Kanunu 1927’de çıkarılan “Umumi Müfettişlik” kapsamına ilkin sekiz il alındı: Elaziz, Urfa, Bitlis, Hakkari, Diyarbekir, Siirt, Mardin ve Van. İki yıl sonra o zaman il olan Bayazıt da eklendi. Bu “Birinci” müfettişlikti, ikincisi 1934’te Trakya’da kuruldu. Üçüncüsü 1935’te, kapsam: Erzurum, Kars, Gümüşhane, Çoruh, Erzincan, Trabzon ve Ağrı. Dördüncü 1936 idi, Dersim odaklı kuruldu: Bingöl, Tunceli, Elaziz. Umum müfettişlikler hükümet yetkilerini taşıyan, hem merkezin taşra idaresi hem de yerel yönetim yani belediye üzerinde istisani yetkiler kullanan, yani “olağanüstü hal” mantığıyla iş gören kurumlardı. Hedef, “Doğu ve Güneydoğu” illerinde devletin varlığını en güçlü biçimde hissettirmekti. Yani bunlar gerçekte “kolonyalist” bir mantığa dayalı kurumlardı ve “merkezin iradesi”ni bölge halkının iradesinin üstüne mutlak biçimde yerleştirmeyi amaçlıyordu.
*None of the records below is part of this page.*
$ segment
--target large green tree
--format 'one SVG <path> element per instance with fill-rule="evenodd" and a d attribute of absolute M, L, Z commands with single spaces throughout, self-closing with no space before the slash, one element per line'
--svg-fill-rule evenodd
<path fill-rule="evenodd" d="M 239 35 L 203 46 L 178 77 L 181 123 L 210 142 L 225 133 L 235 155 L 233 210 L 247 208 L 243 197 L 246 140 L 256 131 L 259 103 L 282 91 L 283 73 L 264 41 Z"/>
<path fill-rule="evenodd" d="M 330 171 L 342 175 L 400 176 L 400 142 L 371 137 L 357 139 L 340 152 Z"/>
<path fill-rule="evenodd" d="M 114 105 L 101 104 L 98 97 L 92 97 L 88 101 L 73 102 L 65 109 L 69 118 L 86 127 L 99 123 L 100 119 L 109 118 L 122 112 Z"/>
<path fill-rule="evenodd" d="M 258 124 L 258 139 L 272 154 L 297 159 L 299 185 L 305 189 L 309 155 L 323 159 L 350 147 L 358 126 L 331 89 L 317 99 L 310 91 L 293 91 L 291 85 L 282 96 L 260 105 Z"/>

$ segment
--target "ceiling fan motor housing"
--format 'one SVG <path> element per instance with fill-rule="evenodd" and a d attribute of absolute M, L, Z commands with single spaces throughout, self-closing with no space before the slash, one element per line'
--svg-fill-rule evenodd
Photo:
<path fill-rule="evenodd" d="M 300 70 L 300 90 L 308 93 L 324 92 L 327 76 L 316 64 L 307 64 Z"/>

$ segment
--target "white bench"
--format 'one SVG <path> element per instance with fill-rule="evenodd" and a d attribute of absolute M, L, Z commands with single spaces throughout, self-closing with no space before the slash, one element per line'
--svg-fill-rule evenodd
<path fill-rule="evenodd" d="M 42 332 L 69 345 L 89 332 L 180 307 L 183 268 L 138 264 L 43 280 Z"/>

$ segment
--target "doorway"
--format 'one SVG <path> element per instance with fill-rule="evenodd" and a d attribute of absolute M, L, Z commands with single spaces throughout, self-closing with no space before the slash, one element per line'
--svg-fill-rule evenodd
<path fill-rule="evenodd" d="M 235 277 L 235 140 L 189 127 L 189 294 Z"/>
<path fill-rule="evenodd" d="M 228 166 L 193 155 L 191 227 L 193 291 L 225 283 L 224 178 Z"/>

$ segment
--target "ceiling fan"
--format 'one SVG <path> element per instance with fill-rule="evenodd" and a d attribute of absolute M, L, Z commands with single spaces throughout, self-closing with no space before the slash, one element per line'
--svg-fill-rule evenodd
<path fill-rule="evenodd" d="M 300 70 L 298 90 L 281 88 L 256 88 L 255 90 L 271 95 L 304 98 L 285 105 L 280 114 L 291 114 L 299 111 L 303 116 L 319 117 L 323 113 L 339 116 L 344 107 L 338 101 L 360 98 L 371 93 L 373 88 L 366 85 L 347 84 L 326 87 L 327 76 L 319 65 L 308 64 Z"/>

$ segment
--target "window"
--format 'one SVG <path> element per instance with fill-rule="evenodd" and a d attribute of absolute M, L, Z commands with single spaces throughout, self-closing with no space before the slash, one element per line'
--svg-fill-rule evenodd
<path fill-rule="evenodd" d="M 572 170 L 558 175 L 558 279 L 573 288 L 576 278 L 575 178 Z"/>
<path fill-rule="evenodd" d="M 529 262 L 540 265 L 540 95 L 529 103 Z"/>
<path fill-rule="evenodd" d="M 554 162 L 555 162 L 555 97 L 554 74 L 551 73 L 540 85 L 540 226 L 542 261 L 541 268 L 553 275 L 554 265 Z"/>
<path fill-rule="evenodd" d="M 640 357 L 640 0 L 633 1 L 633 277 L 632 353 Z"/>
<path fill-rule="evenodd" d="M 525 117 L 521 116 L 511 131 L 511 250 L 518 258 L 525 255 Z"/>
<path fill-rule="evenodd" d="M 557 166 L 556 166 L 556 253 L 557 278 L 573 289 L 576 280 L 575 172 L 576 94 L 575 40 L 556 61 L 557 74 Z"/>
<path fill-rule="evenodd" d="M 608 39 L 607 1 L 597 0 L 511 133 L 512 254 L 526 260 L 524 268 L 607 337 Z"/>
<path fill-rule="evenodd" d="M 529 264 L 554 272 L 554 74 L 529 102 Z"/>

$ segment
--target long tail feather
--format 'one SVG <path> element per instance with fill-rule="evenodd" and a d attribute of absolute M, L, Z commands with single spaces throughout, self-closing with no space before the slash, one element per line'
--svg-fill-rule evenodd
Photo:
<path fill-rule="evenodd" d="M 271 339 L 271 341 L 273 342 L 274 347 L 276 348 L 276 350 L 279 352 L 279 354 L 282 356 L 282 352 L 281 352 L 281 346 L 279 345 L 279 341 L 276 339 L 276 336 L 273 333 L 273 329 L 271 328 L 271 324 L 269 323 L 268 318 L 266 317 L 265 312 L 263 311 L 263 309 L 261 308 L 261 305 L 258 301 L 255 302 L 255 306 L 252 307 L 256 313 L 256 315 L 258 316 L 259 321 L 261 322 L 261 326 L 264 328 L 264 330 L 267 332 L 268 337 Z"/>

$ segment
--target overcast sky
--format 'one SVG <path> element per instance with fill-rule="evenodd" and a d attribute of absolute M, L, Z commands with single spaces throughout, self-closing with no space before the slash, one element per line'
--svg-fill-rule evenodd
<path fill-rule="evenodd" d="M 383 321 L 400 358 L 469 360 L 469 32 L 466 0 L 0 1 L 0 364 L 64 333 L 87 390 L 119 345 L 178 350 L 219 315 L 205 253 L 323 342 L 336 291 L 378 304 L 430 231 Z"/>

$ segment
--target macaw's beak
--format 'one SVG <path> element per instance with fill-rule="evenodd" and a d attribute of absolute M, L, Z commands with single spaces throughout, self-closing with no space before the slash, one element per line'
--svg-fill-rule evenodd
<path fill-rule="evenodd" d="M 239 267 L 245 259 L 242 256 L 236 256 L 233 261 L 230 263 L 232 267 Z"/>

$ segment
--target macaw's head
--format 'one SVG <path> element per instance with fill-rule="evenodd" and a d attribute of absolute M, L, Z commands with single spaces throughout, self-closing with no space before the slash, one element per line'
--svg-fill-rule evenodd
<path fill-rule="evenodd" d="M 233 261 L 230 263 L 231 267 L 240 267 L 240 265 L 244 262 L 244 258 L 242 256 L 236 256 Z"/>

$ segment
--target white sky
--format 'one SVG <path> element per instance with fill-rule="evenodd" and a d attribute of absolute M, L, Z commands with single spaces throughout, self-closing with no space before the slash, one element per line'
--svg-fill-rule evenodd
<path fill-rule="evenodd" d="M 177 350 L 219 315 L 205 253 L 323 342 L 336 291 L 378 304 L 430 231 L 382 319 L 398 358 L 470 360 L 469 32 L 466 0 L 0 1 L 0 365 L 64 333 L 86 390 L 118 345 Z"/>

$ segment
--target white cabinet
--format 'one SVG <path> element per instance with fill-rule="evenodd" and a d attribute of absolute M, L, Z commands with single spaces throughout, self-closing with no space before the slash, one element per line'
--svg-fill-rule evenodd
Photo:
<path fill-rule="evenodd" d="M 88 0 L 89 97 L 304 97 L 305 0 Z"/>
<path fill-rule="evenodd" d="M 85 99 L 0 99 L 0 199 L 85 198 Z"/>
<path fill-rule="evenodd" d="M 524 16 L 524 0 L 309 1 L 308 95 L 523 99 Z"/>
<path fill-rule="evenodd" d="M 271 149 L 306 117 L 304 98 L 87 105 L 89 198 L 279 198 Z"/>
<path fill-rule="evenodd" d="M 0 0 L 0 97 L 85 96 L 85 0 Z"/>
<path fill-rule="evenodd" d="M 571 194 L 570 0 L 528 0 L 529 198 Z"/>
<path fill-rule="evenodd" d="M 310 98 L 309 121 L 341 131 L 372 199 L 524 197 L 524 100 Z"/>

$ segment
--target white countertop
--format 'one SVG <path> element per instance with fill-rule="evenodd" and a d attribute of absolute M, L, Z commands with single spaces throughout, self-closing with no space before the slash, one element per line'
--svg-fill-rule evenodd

Başka türlü söylersek, “anti-Kürt” nizamın idari mekanizmalarıydı. İlk müfettişlik oluşturulduktan sonra 1930’da belediye kanununda “kayyım” atamasını mümkün kılan değişiklik yapıldı; değişikliğin gerekçesi Dahiliye Encümeni (bugünkü içişleri komisyonu) tarafından şöyel formüle edilmişti: “… reislik vazifesini ifa edecek derecede tahsil görmüş hemşehrilere henüz malik olmayan şarkındaki belediyeler”de vali veya kaymakamlar reis olarak atanabilecekti. Cümle, kolonyalist perspektifi kamilen ifade eder: Henüz belediyeyi (kendini!) idare etmeye ehil olmayan şarklı (yerli) figürünün tasviridir bu. İradesinin olmadığı varsayılır ama zaten iradesinin olması da istenmeyen biridir bu.
Kars mebusu Ağaoğlu Ahmet bey tasarı düzeyindeyken itiraz etti, devletin bile sahip olmadığı bir yetki valiye, kaymakama veriliyordu. Fakat kanun Meclis’te görüşülürken bu itiraz duyulmadı, kimse söz alıp konuşmadı. Anlaşılır bir sessizliktir bu da: Mesele “belediyecilik” değil, Kürt meselesidir ve öyle her önüne gelen vekil söz söyleyecek değildir.
Aynı yıl, yani 1930’da Ağrı isyanı bastırıldıktan sonra kayyım atamalar yağmur gibi geldi; ikisi il olmak üzere 42 yere kayyım atandı. Tek parti dönemi boyunca bu kanuna dayanılarak 109 yere kayyım atandı, bunun 90’ı “doğu ve güneydoğu” il, ilçe ve beldeleriydi.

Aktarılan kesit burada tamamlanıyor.